“TensorFlow Research Cloud (TRC): Accelerate Your Cutting-Edge Machine Learning Research With Free Cloud TPUs”, (; backlinks; similar):
The TensorFlow Research Cloud (TRC) program enables researchers to apply for access to a cluster of more than 1,000 Cloud TPUs. In total, this cluster delivers a total of more than 180 petaflops of raw compute power! Researchers accepted into the TRC program can use these Cloud TPUs at no charge to accelerate the next wave of open research breakthroughs. Participants in the TRC program will be expected to share their TRC-supported research with the world through peer-reviewed publications, open source code, blog posts, or other means. They should also be willing to share detailed feedback with Google to help us improve the TRC program and the underlying Cloud TPU platform over time. In addition, participants accept Google’s Terms and Conditions, acknowledge that their information will be used in accordance with our Privacy Policy, and agree to conduct their research in accordance with the Google AI principles. Machine learning researchers around the world have done amazing things with the limited computational resources they currently have available.

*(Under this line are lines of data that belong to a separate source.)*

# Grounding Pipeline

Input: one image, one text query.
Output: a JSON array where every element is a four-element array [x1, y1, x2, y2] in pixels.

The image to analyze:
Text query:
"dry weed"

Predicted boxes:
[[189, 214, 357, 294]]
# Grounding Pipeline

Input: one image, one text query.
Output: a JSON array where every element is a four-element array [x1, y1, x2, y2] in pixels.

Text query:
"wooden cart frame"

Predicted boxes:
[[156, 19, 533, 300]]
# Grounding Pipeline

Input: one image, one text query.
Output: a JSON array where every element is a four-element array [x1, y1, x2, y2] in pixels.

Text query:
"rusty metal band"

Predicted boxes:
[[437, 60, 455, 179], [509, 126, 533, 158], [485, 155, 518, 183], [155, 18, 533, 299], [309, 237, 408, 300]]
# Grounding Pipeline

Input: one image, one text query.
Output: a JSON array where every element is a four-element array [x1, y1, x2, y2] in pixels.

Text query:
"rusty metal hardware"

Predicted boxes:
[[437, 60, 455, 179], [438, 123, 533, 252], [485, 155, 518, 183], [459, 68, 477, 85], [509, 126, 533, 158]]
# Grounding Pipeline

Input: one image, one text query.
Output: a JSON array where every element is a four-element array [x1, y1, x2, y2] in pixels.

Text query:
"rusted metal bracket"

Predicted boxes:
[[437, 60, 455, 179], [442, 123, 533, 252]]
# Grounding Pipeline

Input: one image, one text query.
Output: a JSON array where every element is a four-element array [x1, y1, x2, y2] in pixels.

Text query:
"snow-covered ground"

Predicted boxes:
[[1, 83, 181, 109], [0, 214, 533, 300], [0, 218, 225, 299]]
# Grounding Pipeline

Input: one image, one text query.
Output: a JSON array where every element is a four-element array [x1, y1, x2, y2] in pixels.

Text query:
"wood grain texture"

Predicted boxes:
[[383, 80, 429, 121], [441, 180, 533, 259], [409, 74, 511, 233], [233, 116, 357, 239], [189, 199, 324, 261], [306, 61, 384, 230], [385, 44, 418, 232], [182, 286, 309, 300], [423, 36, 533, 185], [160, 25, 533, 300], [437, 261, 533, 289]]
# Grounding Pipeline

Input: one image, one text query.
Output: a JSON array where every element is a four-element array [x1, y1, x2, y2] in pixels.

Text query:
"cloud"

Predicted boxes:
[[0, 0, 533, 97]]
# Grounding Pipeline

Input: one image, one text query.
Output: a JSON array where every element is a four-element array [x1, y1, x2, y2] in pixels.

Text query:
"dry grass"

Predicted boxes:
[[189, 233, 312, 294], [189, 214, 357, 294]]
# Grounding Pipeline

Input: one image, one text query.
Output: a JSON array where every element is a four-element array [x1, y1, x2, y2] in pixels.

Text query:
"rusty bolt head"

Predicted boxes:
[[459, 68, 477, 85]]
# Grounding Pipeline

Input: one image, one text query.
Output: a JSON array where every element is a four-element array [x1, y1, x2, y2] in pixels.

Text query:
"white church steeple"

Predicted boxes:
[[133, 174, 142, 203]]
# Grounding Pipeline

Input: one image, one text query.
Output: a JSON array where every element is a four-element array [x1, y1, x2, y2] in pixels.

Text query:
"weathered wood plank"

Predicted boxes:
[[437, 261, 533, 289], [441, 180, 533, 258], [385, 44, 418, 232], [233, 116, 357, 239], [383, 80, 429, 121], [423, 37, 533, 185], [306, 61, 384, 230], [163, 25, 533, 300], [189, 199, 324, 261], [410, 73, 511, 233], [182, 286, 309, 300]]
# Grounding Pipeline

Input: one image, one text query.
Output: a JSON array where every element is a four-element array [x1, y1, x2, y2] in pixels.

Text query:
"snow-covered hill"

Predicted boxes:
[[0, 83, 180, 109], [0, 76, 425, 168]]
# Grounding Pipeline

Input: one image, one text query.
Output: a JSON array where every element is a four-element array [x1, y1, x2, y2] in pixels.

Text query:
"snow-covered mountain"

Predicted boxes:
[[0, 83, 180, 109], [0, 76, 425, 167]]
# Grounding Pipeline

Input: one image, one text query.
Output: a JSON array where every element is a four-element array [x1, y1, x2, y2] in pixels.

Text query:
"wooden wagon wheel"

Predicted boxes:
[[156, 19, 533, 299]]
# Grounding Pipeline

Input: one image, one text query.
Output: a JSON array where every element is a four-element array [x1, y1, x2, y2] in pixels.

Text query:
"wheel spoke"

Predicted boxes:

We’d like to empower researchers from many different backgrounds to think even bigger and tackle exciting new challenges that would be inaccessible otherwise.
[TRC is an easy-to-apply cloud credit program which grants free access to up to hundreds of GCP TPUs (typically ~100 pre-emptible individual TPUv2s and a scattering of TPUv2-8s and TPUv3s as of 2020) and sometimes whole TPU pods to researchers & hobbyists like me; I relied on TRC credits to train a variety of GPT-2-1.5b models which are infeasible on consumer GPUs. It took seconds to apply with an email address, they replied in hours with credits, and were highly responsive thereafter as we encountered various TPU issues. Warning: as of mid-2023, TRC available & resources may be much lower than historically (possibly due to the AI race beginning late 2022), although they claim to still be highly active.]